As associações Empresarial de Portugal (AEP) e Oceano XXI – Cluster para o Conhecimento e Economia do Mar renovaram o protocolo de cooperação que haviam firmado o ano passado e encontram-se a organizar em conjunto a segunda edição do Fórum do Mar. Trata-se de um evento agregador dos agentes económicos e da comunidade científica nacional relacionados com o mar que decorrerá na Exponor, em Matosinhos, entre 10 e 12 de Maio, com o patrocínio da Presidência da República.
Nos termos do acordo subscrito pelos presidentes das duas instituições – José António Barros, pela AEP, e José Ribau Esteves, pela Oceano XXI –, o formato da iniciativa volta a abranger uma feira de negócios e a organização de uma missão de compradores internacionais interessados na oferta portuguesa nesta área, como em 2011.
Este ano, porém, a grande conferência internacional temática, de um dia, que foi uma das principais âncoras da edição de estreia, dará lugar a várias conferências, apresentações e debates durante os três dias do evento. São aguardadas as participações de empresas, universidades, centros de investigação, agentes institucionais e outras entidades relacionadas com o mar, com cujo contributo os organizadores esperam tornar o Fórum de Mar num espaço de partilha de conhecimentos, realização de negócios e intercâmbio de informação passível de ativar novas redes de colaboração e projetos no âmbito da economia do mar.
Como anotou o presidente da AEP na assinatura do protocolo, o nosso país “não está a tirar todo o partido do mar, mas há que aproveitar as oportunidades que ele nos oferece”. É que, acrescentou, o mar tem importância histórica para Portugal e é o denominador comum de uma cadeia de valor que pode contribuir para o relançamento da nossa economia, das pescas às autoestradas do mar, passando, entre outros sectores, pela logística, náutica de recreio, ciências marinhas, ambiente, construção naval e alimentação. José António Barros recordou que “o nosso país está no centro do mundo e temos de estar atentos às oportunidades que o comércio mundial pode proporcionar” a um país com a localização geoestratégica de Portugal.
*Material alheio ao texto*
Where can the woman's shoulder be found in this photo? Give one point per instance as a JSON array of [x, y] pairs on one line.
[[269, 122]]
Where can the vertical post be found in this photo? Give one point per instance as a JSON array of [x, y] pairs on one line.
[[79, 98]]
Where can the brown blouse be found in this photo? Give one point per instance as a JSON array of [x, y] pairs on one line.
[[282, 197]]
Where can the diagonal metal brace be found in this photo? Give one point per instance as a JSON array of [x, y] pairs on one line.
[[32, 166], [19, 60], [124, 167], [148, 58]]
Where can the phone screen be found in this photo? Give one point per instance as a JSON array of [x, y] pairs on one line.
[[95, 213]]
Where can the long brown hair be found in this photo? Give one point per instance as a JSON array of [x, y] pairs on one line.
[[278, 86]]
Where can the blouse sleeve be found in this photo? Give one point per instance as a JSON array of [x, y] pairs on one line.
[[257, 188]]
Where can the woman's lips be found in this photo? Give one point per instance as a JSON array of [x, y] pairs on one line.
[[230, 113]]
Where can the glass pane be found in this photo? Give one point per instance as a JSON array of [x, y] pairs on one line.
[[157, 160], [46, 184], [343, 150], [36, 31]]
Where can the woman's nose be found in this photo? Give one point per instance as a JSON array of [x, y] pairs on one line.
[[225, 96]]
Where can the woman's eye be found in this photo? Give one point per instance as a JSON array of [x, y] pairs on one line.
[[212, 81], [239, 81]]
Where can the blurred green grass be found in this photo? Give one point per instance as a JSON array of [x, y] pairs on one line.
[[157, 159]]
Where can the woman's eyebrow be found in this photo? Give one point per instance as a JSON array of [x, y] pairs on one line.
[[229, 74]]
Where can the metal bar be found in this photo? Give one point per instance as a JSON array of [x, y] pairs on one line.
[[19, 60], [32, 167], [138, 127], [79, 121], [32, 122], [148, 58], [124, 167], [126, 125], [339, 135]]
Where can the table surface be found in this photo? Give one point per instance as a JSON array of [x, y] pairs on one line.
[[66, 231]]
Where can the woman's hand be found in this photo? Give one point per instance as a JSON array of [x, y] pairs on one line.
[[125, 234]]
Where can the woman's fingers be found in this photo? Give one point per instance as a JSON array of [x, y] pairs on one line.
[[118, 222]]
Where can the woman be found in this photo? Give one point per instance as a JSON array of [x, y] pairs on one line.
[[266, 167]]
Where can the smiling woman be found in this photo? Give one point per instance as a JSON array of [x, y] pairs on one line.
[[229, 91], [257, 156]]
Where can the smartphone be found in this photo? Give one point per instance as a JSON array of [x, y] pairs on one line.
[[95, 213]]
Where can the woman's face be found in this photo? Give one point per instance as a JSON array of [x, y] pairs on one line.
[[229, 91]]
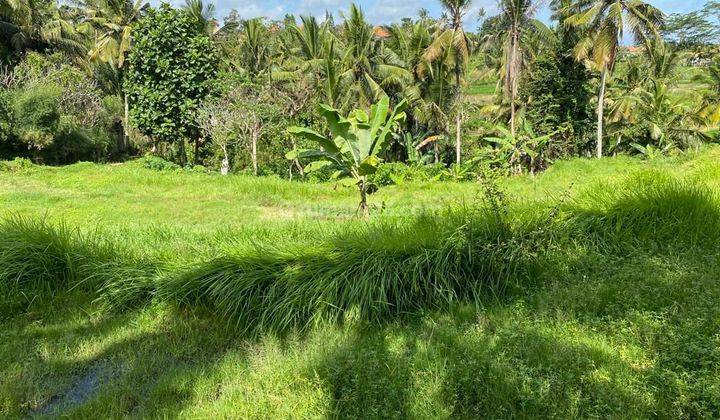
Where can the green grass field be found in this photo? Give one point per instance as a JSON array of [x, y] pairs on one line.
[[590, 290]]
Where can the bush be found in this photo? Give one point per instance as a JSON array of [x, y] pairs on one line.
[[397, 173], [36, 112], [159, 164], [5, 117], [16, 165]]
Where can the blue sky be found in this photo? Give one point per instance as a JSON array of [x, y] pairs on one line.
[[387, 11]]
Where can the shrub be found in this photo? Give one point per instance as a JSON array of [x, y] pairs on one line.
[[5, 117], [170, 70], [16, 165], [36, 112], [159, 164]]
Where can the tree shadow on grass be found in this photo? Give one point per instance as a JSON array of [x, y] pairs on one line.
[[635, 341]]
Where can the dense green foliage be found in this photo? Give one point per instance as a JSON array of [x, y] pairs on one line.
[[170, 71], [502, 275], [353, 148], [602, 304]]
O presidente da Oceano XXI corroborou, destacando que “a economia do mar é importante para o país e uma riqueza por explorar”. Nessa lógica, José Ribau Esteves sublinhou, satisfeito, que Portugal está já “a apostar num mar novo, como a biotecnologia”.
No protocolo, as duas associações justificam a reedição do Fórum do Mar pelo espírito de aprofundamento das redes de relação entre os agentes ligados à economia do mar, pelo estímulo à apresentação de produtos e tecnologias com aplicação em meio marinho e pelo aproveitamento de novas oportunidades de negócio e cooperação, incluindo a internacionalização.
O Cluster do Conhecimento e da Economia do Mar foi reconhecido como estratégia de eficiência coletiva pelo Compete - Programa Operacional Fatores de Competitividade, integrando empresas, centros de I&D, associações empresariais e outras instituições, cabendo a sua gestão à associação Oceano XXI.